ModuleSim compared with other four methods on benchmark set by using SIDD [25] and hPPIN [21]. A: average of AUC for 100 permutations. B: the number of answers with varying the number of top-ranking disease pairs.

Table 1. The average ranking of the disease pair (“pneumonia” and “meningitis”) in 770 disease pairs, based on the datasets SIDD and hPPIN.

Only 55.3% of disease-gene associations in DisGeNET [24] and 11.5% of disease-gene associations in SIDD [25] are shared with each other, which shows that the two databases have a big difference in quantity with each other. Similarly, different PPIN datasets are also very different. The two PPIN datasets (interactome [23] and hPPIN [21]) used in this paper only have 12560 genes and 90938 interactions in common. To test the influence of different datasets, we further evaluated the five methods by using these two different disease-gene association databases and two different PPIN datasets. As shown in Fig. 3, ModuleSim got the best performance in all four situations, which indicated that ModuleSim have a stable and strong power for discovering disease-disease associations.

Fig. 3.
figure 3

Average of AUC for 100 permutations when Modulesim compared with other four methods on the benchmark set and random sets by using different datasets.

4 Conclusion and Discussion

It is a big challenge to get a deeper insight into the mechanisms between diseases in modern biology [41, 42]. Measuring disease-disease associations is helpful for us to gain more knowledge about diseases. A number of methods have been proposed for measuring disease-disease associations up to now. The methods which take advantage of disease-gene associations and PPIN have shown a great power to infer disease-disease associations. However, these methods rarely consider the modularity of genes related to each disease in PPIN.
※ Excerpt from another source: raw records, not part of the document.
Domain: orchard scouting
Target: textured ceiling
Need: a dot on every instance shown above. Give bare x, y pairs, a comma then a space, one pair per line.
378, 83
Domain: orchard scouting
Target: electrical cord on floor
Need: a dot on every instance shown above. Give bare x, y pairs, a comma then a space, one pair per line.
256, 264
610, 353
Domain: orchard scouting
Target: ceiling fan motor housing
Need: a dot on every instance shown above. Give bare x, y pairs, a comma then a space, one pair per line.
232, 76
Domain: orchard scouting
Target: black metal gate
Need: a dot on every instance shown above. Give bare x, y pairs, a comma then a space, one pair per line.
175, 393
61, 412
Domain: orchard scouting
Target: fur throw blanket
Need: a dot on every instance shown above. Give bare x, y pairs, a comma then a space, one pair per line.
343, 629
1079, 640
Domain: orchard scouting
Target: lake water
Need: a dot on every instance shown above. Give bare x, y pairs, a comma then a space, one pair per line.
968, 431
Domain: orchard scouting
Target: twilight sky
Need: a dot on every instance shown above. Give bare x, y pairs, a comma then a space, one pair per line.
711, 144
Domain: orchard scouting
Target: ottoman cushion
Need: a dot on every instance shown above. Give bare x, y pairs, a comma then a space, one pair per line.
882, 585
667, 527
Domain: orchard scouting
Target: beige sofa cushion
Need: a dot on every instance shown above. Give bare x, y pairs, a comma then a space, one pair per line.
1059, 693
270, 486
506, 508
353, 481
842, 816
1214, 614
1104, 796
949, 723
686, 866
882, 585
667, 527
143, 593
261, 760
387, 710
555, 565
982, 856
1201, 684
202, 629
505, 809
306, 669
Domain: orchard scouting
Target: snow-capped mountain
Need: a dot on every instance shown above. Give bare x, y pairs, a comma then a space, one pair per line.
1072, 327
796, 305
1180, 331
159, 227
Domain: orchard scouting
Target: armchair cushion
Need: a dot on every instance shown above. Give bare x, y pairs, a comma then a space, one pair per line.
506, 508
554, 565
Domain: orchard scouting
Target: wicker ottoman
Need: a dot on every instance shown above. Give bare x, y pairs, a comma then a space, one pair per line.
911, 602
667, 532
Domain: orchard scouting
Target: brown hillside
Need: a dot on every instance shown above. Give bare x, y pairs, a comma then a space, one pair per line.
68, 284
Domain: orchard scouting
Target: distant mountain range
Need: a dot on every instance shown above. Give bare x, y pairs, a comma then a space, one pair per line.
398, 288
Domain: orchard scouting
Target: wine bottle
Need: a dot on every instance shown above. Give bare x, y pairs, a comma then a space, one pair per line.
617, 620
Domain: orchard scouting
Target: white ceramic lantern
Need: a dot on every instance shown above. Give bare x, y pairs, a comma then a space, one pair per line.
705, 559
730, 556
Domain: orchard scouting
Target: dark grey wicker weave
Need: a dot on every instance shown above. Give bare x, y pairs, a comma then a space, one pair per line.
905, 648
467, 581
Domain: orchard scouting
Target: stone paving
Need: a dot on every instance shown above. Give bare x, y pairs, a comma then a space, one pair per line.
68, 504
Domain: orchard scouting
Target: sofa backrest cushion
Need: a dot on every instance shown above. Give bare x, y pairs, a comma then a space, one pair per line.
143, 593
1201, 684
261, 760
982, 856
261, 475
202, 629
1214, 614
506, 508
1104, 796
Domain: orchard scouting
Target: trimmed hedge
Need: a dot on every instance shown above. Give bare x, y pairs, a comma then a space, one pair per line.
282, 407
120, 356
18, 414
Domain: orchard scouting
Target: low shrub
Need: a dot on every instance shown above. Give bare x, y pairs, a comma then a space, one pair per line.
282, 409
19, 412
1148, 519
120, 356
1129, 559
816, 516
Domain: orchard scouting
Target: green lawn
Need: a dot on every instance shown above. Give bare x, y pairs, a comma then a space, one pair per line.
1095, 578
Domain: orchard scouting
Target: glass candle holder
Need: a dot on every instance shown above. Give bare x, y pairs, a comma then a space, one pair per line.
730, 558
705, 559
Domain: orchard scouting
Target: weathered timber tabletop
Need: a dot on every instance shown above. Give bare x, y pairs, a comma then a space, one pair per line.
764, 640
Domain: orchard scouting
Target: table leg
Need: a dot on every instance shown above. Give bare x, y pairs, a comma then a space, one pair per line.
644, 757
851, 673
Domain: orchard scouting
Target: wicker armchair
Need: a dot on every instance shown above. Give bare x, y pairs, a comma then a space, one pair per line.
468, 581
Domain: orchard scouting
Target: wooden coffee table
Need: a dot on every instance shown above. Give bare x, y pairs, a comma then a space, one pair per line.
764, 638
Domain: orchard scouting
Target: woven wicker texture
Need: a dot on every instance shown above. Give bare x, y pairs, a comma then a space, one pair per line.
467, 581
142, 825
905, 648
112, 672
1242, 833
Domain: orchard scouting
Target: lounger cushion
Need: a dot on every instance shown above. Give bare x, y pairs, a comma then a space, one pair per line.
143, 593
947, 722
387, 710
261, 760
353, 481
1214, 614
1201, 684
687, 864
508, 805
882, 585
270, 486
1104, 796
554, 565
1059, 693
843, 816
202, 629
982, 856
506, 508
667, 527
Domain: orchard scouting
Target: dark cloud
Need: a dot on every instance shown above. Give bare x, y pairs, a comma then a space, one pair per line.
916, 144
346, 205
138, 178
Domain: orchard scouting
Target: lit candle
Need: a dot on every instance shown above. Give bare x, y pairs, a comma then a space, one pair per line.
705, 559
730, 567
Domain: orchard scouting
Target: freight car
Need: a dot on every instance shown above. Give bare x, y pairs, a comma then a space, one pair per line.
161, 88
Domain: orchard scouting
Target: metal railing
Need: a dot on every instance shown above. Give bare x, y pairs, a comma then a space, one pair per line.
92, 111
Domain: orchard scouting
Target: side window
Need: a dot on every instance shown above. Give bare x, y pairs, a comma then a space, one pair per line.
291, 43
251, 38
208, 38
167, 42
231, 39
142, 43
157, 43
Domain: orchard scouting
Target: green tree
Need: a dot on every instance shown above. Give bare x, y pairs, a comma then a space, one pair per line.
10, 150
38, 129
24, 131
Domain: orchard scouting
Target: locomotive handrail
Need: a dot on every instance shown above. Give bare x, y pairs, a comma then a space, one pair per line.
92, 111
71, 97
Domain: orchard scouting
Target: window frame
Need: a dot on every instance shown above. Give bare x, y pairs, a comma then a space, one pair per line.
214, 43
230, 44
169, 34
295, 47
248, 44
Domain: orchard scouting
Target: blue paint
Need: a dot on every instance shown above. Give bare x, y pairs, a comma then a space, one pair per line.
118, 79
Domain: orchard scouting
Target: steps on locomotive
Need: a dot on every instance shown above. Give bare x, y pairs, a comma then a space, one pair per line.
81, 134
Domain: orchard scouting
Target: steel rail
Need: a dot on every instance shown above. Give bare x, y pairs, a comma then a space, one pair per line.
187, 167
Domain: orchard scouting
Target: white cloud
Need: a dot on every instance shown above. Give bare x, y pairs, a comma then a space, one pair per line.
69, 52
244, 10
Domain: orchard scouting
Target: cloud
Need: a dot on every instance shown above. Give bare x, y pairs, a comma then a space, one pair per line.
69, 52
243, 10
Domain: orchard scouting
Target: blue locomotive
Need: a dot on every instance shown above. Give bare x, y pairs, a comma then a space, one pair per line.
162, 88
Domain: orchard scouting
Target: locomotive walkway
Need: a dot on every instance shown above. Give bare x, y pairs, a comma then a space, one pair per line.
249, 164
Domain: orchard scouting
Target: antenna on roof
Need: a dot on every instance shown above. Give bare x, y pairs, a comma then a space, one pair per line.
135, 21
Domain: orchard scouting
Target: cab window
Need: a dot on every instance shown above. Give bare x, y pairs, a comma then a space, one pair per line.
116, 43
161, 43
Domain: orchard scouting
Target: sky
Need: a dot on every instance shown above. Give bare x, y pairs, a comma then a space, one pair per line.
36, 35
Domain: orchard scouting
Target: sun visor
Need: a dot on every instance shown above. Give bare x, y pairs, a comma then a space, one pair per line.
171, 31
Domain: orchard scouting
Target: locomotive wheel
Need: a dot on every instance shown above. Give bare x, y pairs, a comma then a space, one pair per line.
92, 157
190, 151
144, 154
According to the disease module theory, the disease-related genes or proteins are not scattered randomly in PPIN, but tend to interact with each other [23, 40]. In this study, we proposed a method ModuleSim to discovering disease-disease associations based on disease module theory. In the result of ModuleSim, similarity scores of disease pairs from the same DO classes are higher than those from different DO classes. Furthermore, ModuleSim outperformed other four methods (Hamaneh [20], FunSim [9], Sun_topo [18], NetSim [21]) in the evaluation of benchmark set.

ModuleSim considers modularity of each disease module when measuring disease-disease associations. However, our knowledge of disease-related genes and PPIN remains incomplete. Therefore, lots of disease modules remain incomplete. In the future, more disease-gene associations and gene-gene interactions with high quality need to be discovered. In addition, the application of ModuleSim on disease-gene prediction and drug repositioning is worthy of further investigation.